As with earlier reports, Advertising in 2030 research is based on interviews with a panel of more than 60 carefully selected experts, reflecting a diverse range of perspectives from around the world and across the media, marketing, technology and publishing industries.
As part of the study, our panel of experts - many returning and some new - were asked to update their expectations for 15 scenarios being true by the year 2030 and score 5 new scenarios for the first time. The prompts span everything from AI and robotics to expectations for regulatory shifts and changes in consumer behavior.
One of the most striking changes in expert opinion in our updated study is the increased confidence in the applicability of generative AI as a creative tool, reflecting the major advances in AI since the beginning of the decade.

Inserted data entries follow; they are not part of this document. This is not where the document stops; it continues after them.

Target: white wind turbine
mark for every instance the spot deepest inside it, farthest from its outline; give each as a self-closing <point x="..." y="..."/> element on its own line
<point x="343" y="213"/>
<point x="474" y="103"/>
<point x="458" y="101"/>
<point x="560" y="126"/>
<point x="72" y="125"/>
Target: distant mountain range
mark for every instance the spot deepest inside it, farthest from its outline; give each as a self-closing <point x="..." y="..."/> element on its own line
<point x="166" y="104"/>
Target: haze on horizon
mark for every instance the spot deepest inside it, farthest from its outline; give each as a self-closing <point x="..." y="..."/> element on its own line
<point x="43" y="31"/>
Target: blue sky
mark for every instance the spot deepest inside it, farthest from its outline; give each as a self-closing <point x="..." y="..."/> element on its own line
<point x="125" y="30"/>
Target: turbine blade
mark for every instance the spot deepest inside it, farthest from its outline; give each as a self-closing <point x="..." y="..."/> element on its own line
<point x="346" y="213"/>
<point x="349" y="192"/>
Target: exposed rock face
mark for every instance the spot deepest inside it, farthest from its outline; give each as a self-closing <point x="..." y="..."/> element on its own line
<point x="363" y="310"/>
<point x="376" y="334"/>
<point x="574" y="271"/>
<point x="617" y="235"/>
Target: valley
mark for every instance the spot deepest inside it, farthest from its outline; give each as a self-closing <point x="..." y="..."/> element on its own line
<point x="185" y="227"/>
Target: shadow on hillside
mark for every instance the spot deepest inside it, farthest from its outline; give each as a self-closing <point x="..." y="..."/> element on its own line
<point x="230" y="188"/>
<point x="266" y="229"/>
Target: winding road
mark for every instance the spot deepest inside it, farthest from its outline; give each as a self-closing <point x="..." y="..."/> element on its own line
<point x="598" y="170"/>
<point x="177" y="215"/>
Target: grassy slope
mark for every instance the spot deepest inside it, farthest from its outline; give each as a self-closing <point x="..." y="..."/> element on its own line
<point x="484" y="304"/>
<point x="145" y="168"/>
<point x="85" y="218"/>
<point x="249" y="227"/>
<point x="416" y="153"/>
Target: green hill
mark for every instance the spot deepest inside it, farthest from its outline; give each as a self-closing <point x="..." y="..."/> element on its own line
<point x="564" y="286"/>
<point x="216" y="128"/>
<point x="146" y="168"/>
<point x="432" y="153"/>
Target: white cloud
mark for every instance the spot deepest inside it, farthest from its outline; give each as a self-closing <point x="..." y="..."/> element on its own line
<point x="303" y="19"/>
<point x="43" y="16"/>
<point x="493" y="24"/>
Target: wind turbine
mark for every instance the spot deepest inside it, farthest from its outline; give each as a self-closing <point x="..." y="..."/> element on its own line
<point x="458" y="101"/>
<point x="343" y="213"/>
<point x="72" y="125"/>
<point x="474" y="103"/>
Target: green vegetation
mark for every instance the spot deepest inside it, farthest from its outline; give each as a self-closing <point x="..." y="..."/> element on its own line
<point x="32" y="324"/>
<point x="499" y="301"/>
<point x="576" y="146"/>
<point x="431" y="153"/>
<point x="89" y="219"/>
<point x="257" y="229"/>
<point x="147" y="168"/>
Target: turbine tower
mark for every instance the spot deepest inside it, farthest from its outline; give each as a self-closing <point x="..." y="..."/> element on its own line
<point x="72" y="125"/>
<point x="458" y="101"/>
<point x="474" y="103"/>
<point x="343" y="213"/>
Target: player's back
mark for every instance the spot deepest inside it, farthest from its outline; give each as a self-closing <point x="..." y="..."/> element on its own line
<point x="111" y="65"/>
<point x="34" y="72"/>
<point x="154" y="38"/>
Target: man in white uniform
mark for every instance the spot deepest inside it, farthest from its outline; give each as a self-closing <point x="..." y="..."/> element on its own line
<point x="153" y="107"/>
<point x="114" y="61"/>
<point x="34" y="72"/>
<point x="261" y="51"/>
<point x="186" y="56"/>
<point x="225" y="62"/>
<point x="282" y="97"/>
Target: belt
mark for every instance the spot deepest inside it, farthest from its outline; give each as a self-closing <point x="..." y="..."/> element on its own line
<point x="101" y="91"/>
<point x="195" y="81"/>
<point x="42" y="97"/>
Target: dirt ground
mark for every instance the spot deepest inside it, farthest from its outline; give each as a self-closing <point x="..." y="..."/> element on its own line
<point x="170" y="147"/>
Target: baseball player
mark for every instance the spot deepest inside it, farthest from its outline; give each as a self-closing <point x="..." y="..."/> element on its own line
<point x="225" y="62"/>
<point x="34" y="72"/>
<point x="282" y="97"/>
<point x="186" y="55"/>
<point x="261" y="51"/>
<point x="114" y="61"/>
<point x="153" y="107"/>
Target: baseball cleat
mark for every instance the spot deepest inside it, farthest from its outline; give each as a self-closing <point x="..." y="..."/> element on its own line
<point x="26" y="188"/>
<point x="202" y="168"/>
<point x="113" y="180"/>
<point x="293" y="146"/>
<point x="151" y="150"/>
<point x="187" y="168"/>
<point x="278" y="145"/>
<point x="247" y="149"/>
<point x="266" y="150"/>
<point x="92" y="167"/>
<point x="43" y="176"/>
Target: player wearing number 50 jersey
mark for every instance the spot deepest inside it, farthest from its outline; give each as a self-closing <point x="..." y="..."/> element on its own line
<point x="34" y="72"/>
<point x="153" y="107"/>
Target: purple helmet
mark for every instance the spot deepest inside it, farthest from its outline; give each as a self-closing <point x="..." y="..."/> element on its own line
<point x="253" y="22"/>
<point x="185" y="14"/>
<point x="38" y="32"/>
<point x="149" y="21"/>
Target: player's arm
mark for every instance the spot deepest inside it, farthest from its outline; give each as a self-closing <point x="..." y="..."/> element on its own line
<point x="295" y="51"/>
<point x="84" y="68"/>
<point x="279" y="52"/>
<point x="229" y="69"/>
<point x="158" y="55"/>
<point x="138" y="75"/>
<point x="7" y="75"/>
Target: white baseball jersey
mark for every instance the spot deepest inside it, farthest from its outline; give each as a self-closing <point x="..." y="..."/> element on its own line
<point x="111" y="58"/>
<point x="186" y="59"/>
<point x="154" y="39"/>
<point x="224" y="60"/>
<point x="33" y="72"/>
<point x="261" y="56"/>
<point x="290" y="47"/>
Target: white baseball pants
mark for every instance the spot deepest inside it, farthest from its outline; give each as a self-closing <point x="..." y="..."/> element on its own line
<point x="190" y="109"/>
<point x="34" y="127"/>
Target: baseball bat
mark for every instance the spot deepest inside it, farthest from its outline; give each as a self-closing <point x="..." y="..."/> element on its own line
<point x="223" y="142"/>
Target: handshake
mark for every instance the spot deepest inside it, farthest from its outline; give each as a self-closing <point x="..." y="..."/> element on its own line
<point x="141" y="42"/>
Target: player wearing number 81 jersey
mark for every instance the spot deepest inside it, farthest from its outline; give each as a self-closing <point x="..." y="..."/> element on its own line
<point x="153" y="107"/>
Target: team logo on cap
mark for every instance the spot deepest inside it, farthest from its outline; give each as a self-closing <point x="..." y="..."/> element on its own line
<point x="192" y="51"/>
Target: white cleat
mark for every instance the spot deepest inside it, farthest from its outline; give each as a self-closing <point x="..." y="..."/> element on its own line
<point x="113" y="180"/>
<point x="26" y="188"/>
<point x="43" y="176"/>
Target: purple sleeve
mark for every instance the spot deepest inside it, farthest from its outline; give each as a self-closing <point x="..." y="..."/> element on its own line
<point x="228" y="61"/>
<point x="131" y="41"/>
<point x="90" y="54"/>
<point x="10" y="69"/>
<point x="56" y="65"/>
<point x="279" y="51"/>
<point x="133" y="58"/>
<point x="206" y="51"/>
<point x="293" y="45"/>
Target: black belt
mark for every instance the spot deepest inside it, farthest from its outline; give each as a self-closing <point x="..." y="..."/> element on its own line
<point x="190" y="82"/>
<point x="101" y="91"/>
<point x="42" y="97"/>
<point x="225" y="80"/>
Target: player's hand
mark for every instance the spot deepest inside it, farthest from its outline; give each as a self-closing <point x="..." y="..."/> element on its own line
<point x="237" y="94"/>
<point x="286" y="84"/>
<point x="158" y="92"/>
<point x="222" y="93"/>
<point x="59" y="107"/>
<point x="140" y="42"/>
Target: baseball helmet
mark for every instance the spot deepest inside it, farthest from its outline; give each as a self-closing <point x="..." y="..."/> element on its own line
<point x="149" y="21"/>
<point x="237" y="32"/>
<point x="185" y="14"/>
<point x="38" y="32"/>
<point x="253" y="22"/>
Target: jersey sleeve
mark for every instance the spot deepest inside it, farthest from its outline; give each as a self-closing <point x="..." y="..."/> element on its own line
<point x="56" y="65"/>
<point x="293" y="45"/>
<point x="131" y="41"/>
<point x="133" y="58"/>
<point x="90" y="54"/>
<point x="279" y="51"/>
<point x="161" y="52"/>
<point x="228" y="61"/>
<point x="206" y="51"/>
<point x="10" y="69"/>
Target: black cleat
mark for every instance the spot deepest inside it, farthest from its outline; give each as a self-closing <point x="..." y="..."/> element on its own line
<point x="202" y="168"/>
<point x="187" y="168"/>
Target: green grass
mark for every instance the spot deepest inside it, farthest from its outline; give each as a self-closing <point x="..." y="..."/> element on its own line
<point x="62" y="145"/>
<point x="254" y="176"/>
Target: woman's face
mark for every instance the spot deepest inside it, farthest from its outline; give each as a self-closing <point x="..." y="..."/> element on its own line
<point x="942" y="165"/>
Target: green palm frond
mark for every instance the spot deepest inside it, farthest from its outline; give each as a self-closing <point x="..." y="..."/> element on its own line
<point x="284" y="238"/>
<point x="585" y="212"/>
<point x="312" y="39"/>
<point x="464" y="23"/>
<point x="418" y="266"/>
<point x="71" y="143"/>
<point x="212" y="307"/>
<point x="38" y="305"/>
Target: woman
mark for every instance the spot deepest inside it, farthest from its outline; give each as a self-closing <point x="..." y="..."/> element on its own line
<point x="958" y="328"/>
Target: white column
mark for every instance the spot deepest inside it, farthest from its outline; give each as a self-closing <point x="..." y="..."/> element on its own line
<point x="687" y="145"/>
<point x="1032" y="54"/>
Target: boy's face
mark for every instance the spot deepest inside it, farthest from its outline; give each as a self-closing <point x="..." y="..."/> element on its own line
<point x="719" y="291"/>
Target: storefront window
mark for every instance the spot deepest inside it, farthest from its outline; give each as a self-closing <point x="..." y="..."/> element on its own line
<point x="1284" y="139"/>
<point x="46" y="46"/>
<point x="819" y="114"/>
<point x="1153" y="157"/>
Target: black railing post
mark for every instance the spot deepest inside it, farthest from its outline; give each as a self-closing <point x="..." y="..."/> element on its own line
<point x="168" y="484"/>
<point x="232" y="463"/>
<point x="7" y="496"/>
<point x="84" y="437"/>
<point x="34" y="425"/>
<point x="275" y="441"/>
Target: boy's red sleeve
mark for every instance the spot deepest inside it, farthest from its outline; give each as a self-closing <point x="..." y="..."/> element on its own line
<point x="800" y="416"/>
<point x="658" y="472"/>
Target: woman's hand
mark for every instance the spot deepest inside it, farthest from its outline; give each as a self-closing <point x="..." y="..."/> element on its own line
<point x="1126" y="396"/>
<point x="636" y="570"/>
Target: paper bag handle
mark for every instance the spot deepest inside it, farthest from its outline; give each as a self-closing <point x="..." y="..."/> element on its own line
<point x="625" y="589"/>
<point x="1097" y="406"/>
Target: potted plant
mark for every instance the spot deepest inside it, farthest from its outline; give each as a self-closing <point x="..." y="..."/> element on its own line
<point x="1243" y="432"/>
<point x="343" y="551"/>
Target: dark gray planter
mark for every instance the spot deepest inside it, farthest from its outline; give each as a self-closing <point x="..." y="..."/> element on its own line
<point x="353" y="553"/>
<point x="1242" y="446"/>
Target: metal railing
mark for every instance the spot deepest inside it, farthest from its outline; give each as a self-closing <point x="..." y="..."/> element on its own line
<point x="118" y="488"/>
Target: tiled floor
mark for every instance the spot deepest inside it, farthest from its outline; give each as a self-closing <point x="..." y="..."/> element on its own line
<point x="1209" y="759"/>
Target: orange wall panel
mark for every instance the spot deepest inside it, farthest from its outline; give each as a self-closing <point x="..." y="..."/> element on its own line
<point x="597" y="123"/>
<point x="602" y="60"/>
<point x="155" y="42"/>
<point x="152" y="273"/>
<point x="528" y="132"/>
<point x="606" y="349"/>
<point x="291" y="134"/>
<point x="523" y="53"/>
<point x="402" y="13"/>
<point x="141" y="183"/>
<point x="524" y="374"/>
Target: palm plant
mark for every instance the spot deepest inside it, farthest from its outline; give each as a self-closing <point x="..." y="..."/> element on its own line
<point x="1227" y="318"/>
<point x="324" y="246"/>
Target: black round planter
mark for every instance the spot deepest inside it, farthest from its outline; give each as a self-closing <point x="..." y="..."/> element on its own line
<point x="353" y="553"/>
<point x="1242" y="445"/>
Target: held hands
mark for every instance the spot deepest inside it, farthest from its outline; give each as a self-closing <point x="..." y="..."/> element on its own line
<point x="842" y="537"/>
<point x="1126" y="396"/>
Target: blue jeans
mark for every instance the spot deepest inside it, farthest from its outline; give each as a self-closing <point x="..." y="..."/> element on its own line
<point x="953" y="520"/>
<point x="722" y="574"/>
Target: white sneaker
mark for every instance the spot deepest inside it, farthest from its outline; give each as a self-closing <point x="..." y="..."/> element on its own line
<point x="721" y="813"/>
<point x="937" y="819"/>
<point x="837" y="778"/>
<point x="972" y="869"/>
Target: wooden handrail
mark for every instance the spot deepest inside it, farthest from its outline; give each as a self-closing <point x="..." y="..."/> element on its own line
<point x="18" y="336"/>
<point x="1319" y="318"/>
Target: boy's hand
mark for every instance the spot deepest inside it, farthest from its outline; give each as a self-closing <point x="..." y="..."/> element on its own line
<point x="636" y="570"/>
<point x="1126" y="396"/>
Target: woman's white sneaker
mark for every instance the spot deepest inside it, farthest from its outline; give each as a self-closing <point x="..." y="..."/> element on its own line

At the same time, expectations for virtual reality adoption have waned some, with consumers yet to fully embrace VR and AR technology currently on offer and the metaverse has yet to catch on. And while people now increasingly rely on virtual forms of communication and collaboration in the workplace, many companies have brought employees back to the office and back to in-person interactions.
Expert responses also underscore whiplash in some consumer priorities, with price re-establishing its importance over sustainability in expert perceptions. In 2020, experts expressed strong confidence that environmental impacts would shape consumer decision making by the end of the decade, predicting consumers would come to consider sustainability on par with price.
While experts still expect significant change by the end of the decade, this latest research reflects the areas in which the most traction appears to have taken hold. Experts currently expect a future where technological integration - particularly involving biometrics and AI assistance - continues its advance but see radical shifts in consumer behavior or global cooperation (the likelihood of a single global privacy law for example) are less likely.